Charles Menguy picture Charles Menguy · May 4, 2012 · Viewed 28.4k times · Source

I was trying to figure out the fastest way to do matrix multiplication and tried 3 different ways:

  • Pure python implementation: no surprises here.
  • Numpy implementation using numpy.dot(a, b)
  • Interfacing with C using ctypes module in Python.

This is the C code that is transformed into a shared library:

#include <stdio.h>
#include <stdlib.h>

void matmult(float* a, float* b, float* c, int n) {
    int i = 0;
    int j = 0;
    int k = 0;

    /*float* c = malloc(nay * sizeof(float));*/

    for (i = 0; i < n; i++) {
        for (j = 0; j < n; j++) {
            int sub = 0;
            for (k = 0; k < n; k++) {
                sub = sub + a[i * n + k] * b[k * n + j];
            }
            c[i * n + j] = sub;
        }
    }
    return ;
}

And the Python code that calls it:

def C_mat_mult(a, b):
    libmatmult = ctypes.CDLL("./matmult.so")
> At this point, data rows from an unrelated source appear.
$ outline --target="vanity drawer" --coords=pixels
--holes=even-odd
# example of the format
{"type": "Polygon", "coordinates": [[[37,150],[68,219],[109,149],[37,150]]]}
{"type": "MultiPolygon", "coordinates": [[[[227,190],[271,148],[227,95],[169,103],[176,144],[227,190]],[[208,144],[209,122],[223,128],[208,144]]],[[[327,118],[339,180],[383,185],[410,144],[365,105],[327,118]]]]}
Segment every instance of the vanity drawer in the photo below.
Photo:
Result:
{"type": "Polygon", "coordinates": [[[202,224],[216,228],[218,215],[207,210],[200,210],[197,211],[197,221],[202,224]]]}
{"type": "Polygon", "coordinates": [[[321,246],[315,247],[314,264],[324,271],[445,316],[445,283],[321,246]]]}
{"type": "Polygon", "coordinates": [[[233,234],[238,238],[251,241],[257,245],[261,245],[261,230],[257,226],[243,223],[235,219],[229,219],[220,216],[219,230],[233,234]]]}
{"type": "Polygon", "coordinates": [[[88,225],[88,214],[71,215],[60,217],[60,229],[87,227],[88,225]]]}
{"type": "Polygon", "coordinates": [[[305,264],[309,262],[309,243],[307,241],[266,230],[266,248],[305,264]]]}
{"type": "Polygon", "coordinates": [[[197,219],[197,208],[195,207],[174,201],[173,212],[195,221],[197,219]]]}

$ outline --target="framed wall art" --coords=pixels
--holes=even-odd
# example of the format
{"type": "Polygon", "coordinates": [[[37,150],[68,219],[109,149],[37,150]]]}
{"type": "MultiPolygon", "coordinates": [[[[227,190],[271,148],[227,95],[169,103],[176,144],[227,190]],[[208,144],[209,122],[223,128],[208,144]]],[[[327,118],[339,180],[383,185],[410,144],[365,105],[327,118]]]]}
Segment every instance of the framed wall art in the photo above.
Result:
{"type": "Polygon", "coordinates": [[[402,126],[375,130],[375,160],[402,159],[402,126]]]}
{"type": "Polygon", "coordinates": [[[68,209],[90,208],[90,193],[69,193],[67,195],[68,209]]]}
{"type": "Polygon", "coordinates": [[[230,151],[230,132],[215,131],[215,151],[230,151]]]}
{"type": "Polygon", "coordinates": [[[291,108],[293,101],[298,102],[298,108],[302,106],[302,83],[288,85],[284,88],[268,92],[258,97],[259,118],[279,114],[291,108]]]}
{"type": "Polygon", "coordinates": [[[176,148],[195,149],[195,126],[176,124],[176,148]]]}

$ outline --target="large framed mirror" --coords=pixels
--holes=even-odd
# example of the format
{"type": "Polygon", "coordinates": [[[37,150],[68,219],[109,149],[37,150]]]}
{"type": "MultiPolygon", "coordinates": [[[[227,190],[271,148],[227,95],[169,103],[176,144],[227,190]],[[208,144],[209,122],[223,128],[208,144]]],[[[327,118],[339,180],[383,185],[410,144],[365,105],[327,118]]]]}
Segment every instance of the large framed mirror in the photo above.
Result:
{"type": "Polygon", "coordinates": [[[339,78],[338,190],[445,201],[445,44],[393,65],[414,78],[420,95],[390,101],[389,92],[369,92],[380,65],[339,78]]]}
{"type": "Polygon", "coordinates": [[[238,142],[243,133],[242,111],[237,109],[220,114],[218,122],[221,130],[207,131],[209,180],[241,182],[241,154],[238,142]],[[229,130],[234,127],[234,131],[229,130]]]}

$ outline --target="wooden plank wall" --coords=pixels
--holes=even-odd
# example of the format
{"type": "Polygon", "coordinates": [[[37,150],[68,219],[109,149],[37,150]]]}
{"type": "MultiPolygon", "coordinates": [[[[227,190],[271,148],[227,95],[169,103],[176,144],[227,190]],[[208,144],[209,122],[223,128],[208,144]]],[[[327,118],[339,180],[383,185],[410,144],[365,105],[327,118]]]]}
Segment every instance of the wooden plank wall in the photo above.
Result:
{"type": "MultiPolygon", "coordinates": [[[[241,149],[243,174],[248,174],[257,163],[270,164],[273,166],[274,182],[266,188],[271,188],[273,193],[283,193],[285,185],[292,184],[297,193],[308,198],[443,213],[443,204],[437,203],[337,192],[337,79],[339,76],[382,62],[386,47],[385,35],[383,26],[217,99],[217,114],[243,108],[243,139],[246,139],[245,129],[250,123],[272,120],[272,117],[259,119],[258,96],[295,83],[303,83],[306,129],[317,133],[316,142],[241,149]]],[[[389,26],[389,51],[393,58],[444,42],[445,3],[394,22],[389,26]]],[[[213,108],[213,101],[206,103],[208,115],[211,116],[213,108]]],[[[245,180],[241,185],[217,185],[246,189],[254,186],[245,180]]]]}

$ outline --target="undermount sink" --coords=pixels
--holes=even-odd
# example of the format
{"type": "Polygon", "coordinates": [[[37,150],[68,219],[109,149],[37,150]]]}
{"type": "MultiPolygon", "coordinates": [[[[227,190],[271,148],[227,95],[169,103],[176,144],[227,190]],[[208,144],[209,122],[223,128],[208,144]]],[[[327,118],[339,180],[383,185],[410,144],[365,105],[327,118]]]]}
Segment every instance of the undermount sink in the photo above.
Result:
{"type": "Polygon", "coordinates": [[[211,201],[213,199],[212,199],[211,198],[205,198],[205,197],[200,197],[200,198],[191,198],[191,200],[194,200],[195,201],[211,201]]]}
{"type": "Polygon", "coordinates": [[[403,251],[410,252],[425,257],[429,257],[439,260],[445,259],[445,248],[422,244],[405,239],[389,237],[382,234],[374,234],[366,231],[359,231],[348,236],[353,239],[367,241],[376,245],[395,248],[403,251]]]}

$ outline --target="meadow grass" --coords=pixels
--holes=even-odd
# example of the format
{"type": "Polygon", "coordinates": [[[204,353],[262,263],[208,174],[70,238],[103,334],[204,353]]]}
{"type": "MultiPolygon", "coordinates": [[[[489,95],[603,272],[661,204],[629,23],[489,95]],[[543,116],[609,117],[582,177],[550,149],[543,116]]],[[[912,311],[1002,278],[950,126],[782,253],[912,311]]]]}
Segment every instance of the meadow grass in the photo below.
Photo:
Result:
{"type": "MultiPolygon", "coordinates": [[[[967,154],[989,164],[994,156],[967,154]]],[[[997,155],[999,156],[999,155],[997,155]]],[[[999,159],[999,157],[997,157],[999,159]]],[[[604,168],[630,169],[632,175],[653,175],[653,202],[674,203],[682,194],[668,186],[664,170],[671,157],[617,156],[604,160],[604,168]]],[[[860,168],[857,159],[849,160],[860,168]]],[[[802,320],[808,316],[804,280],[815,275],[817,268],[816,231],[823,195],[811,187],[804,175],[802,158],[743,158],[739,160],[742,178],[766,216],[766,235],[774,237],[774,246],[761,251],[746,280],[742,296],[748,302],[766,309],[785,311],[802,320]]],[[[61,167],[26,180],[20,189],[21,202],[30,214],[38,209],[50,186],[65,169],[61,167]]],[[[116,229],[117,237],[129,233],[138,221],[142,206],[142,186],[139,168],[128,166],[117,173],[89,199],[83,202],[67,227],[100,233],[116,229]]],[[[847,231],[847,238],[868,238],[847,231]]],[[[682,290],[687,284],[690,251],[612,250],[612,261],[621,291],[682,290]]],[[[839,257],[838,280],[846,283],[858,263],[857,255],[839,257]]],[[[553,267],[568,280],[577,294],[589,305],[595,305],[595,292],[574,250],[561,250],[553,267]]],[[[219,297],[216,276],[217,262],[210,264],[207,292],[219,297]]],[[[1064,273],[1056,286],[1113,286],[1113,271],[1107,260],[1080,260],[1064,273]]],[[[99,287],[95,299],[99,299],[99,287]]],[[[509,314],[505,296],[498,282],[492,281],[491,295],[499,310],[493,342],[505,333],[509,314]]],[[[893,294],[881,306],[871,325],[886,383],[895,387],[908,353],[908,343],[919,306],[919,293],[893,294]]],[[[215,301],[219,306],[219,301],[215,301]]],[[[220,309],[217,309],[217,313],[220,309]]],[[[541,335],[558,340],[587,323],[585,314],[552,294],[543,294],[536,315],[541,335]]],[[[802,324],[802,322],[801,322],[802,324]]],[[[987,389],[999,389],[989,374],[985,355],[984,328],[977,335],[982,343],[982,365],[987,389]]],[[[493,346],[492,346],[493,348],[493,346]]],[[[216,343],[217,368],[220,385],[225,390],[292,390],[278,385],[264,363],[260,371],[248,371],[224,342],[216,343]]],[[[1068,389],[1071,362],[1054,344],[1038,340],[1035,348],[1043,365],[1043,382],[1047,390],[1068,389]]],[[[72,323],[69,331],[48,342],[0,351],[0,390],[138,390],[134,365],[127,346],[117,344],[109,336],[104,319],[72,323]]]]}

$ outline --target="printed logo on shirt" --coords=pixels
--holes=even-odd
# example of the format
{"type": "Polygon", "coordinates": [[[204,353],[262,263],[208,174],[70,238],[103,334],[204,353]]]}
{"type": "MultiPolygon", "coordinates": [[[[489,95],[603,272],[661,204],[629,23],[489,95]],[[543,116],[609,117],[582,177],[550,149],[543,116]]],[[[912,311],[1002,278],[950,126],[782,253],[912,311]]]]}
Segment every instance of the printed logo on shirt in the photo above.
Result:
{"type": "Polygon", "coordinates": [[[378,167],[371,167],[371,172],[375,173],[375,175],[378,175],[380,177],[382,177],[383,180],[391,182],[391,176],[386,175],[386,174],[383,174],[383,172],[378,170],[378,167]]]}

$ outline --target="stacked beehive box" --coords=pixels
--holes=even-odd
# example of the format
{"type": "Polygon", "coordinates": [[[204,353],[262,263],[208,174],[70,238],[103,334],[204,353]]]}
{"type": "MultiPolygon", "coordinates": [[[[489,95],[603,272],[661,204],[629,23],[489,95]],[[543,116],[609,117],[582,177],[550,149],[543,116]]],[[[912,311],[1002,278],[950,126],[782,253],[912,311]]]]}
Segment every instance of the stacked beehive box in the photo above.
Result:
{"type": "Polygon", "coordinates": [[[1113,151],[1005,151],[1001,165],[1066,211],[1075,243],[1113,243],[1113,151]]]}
    dima = len(a) * len(a)
    dimb = len(b) * len(b)

    array_a = ctypes.c_float * dima
    array_b = ctypes.c_float * dimb
    array_c = ctypes.c_float * dima

    suma = array_a()
    sumb = array_b()
    sumc = array_c()

    inda = 0
    for i in range(0, len(a)):
        for j in range(0, len(a[i])):
            suma[inda] = a[i][j]
            inda = inda + 1
        indb = 0
    for i in range(0, len(b)):
        for j in range(0, len(b[i])):
            sumb[indb] = b[i][j]
            indb = indb + 1

    libmatmult.matmult(ctypes.byref(suma), ctypes.byref(sumb), ctypes.byref(sumc), 2);

    res = numpy.zeros([len(a), len(a)])
    indc = 0
    for i in range(0, len(sumc)):
        res[indc][i % len(a)] = sumc[i]
        if i % len(a) == len(a) - 1:
            indc = indc + 1

    return res

I would have bet that the version using C would have been faster ... and I'd have lost ! Below is my benchmark which seems to show that I either did it incorrectly, or that numpy is stupidly fast:

benchmark

I'd like to understand why the numpy version is faster than the ctypes version, I'm not even talking about the pure Python implementation since it is kind of obvious.

Answer

Juno Woods picture Juno Woods · Aug 20, 2012

NumPy uses a highly-optimized, carefully-tuned BLAS method for matrix multiplication (see also: ATLAS). The specific function in this case is GEMM (for generic matrix multiplication). You can look up the original by searching for dgemm.f (it's in Netlib).

The optimization, by the way, goes beyond compiler optimizations. Above, Philip mentioned Coppersmith–Winograd. If I remember correctly, this is the algorithm which is used for most cases of matrix multiplication in ATLAS (though a commenter notes it could be Strassen's algorithm).

In other words, your matmult algorithm is the trivial implementation. There are faster ways to do the same thing.